Superior labral tears: Repair versus biceps tenodesis

 

 

Reviewer: Dr PH Laubscher
Centre for Sports Medicine and Orthopaedics, Rosebank
Jakaranda Hospital, Pretoria
Email: phlaubscher@gmail.com

 

 

Joseph P Burns, Michael Bahk, Stephen J Snyder J Shoulder Elbow Surg 2011 ;20:S2-S8 (Supplement)

The above supplement to the March 2011 Journal of Shoulder and Elbow Surgery has been published together with several excellent articles. These touch on some of the 'hottest' topics in shoulder surgery at present. The article reviewed covers the topic of SLAP (superior labral tear from anterior to posterior) lesions by the author, Stephen J Snyder, who originally classified these lesions in 1990, concisely and thoroughly.

The biomechanical function of the superior labral complex is to stabilise the shoulder partially in the abducted externally rotated position. No doubt diagnosing this lesion is difficult. The authors suggest that both clinical and diagnostic (arthroscopic) findings contribute to a diagnosis. Criteria for diagnosing a SLAP lesion include the following:

  • History of acute trauma or repetitive overhead athletic use (insidious onset of pain is not typical)
  • 'Suspicious' physical examination with one or more positive SLAP signs (O'Brien test, Speed test, Kim biceps load test or Mayo shear test, among others)
  • MRI arthrogram positive for SLAP lesion and/or perilabral cyst
  • Detached superior labrum on glenohumeral arthroscopy.

No validated outcome measures are available to assess the outcome of SLAP lesions. Results are accordingly difficult to interpret but all studies available show significant improvement in outcome after repair. Some research does, however, suggest that only 64% of overhead athletes are able to return to their

pre-injury level of play after repair. Biceps tenodesis is offered as an alternative; no research has, however, been done regarding this treatment option in this specific patient population.

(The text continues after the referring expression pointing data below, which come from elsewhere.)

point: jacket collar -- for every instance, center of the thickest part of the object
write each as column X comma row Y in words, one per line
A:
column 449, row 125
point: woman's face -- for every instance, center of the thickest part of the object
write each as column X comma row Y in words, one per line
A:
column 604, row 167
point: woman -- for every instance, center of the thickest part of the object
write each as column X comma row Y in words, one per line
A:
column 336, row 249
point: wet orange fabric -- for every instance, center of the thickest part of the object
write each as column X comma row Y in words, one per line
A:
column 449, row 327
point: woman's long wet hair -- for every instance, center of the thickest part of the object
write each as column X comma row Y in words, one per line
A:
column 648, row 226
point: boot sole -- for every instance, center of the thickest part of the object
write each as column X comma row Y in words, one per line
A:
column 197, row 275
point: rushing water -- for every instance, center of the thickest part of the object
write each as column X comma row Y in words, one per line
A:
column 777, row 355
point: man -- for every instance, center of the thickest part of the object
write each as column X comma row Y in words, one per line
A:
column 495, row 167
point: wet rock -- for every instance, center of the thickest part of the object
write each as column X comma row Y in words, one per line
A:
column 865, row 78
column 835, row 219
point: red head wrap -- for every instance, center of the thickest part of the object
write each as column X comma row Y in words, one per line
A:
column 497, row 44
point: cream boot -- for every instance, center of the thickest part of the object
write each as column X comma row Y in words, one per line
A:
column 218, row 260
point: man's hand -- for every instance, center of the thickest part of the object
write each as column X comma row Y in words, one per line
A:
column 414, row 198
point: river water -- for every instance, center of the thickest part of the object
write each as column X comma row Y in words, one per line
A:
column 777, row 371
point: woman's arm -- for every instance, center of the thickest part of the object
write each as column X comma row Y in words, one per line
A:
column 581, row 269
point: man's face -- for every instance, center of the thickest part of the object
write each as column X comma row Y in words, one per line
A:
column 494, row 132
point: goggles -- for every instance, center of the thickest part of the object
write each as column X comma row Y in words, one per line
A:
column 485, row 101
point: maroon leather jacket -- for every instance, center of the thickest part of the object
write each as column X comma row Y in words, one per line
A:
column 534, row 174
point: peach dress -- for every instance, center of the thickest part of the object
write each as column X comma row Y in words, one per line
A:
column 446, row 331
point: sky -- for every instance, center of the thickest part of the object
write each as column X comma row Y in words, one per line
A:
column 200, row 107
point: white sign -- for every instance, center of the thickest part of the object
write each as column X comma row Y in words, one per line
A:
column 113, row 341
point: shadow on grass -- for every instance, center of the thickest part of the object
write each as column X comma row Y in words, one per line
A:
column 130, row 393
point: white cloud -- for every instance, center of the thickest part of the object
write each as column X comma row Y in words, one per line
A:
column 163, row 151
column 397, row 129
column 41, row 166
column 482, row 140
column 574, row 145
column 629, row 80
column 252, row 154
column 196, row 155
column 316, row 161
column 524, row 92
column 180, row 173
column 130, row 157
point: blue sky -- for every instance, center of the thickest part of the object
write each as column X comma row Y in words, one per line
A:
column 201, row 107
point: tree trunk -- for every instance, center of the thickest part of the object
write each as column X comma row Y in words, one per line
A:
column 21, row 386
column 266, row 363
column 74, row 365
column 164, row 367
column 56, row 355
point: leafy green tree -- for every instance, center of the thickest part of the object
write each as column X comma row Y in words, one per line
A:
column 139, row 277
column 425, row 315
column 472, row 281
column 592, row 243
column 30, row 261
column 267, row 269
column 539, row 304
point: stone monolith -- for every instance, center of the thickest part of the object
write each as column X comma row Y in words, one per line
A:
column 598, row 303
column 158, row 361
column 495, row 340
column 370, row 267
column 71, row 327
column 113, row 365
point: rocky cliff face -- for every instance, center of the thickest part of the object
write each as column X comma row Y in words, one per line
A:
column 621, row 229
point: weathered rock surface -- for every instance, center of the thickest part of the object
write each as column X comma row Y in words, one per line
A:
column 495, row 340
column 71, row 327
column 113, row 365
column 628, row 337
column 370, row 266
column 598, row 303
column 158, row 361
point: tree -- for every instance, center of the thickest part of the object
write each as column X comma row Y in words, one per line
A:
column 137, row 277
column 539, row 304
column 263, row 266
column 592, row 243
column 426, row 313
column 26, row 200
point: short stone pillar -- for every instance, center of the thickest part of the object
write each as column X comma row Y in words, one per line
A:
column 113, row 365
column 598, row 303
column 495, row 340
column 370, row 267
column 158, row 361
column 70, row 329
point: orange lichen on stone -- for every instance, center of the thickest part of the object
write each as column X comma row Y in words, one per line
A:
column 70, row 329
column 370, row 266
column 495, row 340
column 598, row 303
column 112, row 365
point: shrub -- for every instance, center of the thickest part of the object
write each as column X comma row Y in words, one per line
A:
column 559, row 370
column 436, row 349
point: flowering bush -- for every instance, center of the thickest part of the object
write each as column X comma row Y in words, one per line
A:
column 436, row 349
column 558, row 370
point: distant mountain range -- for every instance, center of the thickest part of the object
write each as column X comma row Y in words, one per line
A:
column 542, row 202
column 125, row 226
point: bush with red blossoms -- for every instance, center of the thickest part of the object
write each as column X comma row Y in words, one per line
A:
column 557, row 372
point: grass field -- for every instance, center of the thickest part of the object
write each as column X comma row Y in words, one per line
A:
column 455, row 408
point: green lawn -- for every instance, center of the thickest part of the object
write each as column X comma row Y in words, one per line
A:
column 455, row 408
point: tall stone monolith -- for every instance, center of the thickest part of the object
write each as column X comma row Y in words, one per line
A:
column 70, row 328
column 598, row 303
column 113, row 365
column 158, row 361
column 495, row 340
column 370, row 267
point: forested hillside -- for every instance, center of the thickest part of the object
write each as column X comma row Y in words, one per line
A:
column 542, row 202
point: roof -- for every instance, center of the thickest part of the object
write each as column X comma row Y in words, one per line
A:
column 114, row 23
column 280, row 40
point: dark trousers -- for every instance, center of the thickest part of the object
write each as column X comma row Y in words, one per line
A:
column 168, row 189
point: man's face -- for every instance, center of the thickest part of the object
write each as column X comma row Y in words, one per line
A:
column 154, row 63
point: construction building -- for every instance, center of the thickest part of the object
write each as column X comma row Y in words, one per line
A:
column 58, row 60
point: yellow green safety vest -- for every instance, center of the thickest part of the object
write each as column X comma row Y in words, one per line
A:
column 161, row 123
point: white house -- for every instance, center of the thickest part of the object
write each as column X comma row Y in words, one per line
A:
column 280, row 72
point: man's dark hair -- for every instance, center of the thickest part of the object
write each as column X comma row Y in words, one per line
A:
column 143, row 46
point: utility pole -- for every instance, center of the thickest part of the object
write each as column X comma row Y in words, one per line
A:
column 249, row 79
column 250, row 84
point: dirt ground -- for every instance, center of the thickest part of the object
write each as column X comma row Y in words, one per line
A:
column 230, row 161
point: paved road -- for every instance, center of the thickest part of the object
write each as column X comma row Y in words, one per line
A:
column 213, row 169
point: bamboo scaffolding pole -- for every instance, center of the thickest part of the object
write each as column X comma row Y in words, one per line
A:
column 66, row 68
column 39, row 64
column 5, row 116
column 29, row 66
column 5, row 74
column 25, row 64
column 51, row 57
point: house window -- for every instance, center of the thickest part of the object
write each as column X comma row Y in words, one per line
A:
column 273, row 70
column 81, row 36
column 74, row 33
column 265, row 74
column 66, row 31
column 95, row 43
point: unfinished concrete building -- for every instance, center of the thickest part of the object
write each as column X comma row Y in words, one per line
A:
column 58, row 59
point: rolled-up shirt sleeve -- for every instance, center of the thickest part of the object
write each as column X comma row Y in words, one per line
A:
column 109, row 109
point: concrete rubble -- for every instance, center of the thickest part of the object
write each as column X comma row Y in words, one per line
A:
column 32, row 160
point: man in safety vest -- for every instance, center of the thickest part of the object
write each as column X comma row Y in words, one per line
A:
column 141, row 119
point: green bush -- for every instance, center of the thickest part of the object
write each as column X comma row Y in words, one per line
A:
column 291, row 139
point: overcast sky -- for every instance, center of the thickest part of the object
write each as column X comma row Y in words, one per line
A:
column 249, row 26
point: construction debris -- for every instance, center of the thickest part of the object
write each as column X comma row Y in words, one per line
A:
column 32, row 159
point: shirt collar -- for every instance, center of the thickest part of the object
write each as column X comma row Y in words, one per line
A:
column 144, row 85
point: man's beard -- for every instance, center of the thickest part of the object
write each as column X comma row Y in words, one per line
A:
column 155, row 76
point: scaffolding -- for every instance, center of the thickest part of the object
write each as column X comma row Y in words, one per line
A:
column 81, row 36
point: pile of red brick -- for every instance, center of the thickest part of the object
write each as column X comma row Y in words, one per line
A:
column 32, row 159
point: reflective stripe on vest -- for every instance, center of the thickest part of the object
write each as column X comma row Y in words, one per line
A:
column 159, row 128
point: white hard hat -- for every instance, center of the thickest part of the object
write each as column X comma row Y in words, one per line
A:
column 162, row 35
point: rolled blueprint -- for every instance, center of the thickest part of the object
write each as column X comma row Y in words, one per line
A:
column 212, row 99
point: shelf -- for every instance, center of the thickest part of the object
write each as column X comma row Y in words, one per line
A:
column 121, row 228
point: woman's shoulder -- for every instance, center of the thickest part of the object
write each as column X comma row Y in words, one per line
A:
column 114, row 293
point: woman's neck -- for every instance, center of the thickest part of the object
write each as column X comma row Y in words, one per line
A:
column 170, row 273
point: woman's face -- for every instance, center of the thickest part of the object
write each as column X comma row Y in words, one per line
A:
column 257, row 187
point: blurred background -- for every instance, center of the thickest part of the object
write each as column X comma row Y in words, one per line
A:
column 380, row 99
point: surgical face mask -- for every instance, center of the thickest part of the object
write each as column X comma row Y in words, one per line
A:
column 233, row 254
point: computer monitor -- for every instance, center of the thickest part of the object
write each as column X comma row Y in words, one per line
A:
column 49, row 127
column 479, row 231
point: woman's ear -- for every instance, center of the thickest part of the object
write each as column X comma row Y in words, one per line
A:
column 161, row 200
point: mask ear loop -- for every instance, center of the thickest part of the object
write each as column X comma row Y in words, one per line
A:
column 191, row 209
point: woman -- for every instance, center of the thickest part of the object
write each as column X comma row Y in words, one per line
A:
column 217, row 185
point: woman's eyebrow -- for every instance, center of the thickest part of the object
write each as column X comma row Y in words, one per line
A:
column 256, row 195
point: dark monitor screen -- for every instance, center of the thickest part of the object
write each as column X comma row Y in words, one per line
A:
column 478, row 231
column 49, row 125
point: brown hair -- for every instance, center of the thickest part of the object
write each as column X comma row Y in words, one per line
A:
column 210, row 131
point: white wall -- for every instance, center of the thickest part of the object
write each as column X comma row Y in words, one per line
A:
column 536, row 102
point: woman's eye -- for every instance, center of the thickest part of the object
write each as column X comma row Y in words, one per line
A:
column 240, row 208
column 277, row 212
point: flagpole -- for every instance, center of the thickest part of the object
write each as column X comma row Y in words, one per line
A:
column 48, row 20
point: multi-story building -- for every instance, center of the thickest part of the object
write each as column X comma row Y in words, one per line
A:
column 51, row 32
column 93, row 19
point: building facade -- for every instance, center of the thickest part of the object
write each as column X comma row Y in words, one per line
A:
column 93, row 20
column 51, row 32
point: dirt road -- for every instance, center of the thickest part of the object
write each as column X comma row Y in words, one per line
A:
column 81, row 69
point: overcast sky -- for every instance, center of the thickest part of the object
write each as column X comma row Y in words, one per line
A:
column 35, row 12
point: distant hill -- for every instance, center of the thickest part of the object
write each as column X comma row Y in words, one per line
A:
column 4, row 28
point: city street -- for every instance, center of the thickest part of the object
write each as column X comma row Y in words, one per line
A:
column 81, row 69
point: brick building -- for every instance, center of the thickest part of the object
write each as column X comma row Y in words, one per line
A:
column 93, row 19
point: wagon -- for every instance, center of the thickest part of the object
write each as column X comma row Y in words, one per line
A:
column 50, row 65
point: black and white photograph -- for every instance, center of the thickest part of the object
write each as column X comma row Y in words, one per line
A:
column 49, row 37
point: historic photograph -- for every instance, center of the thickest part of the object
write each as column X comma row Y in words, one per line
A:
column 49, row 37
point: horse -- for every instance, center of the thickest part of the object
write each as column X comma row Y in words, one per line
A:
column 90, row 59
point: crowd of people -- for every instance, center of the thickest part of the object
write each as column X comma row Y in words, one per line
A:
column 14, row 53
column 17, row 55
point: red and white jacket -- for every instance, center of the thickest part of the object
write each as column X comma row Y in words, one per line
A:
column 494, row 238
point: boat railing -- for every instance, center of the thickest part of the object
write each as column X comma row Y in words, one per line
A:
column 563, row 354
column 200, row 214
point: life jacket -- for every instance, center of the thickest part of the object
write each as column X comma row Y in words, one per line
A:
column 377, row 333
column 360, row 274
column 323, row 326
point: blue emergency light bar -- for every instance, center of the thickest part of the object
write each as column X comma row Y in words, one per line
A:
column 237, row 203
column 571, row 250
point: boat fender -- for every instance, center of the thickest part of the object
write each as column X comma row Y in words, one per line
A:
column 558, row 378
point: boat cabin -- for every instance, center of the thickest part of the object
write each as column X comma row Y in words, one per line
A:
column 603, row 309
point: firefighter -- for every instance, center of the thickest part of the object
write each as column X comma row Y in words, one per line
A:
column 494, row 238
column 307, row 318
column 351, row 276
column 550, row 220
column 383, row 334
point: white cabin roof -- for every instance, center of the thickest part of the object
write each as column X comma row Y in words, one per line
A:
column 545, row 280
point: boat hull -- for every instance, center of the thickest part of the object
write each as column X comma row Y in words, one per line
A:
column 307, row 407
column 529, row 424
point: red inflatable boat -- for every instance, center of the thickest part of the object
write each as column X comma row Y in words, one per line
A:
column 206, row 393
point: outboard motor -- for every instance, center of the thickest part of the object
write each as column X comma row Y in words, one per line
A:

The authors also share their treatment algorithm for SLAP tears. They will repair all SLAP type II lesions in patients younger than 40 years of age. Primary tenodesis (in any age group) is only considered in the following instances:

  • Degenerative biceps tearing
  • Type IV SLAP (>50% of tendon damaged)
  • Significant biceps groove symptoms
  • SLAP lesion in combination with any of the following: I Full thickness rotator cuff tear
  • I Degenerative osteoarthritis

I Significant degenerative labral changes In athletes who are dependent on the overhead position the authors will repair a SLAP type II lesion using the above guidelines but will then warn the athlete that a revision tenodesis might be necessary if the primary repair fails. Technical tips for a SLAP repair given by the authors include the following:

  • one double loaded anchor placed at the 12 o' clock position
  • avoiding anchors anterior to the biceps
  • avoiding shortening of the biceps.

The guidelines offered in this article reflect the current standard practice when dealing with SLAP lesions.

 


 

Age at hip or knee joint replacement surgery predicts likelihood of revision surgery

 

 

Reviewer: Dr S Sombili
Department of Orthopaedics
Steve Biko Academic Hospital
University of Pretoria
Tel: (012) 354-2851
Email: paulinah.mhlanga@up.ac.za

 

 

C Wainwright, JC Theis, N Garneti, M Mellon JBJS (Br), 2011;93-B:1411-15

In this large series of 4 668 patients undergoing total hip and total knee replacement the authors compared revision and mortality rates during an 18-year follow-up period from 1989 to 2007.

The mean age of the patients was 69 years (29 to 97). At a mean follow-up period of 10 years postoperatively 1 175 patients (25%) had died. The mean age of those who died within ten years of surgery was 74.4 years (29 to 97). No association of revision or death could be proven with higher comorbidity scoring, grade of surgeon or patient gender.

Their findings showed that patients younger than 50 years at the time of surgery have a greater chance of requiring a revision of their total hip or total knee replacement than dying; those around 58 years of age have a 50:50 chance of needing revision; and the prosthesis will normally outlast the patient in those older than 62 years.

Patients over 77 years of age have a greater than 90% chance of dying than requiring a revision whereas those around 47 years are on average twice as likely to require a revision than to die. This information can be used to delay surgery in young patients requiring knee or hip replacement by prolonging conservative treatment until the age of around 62 years.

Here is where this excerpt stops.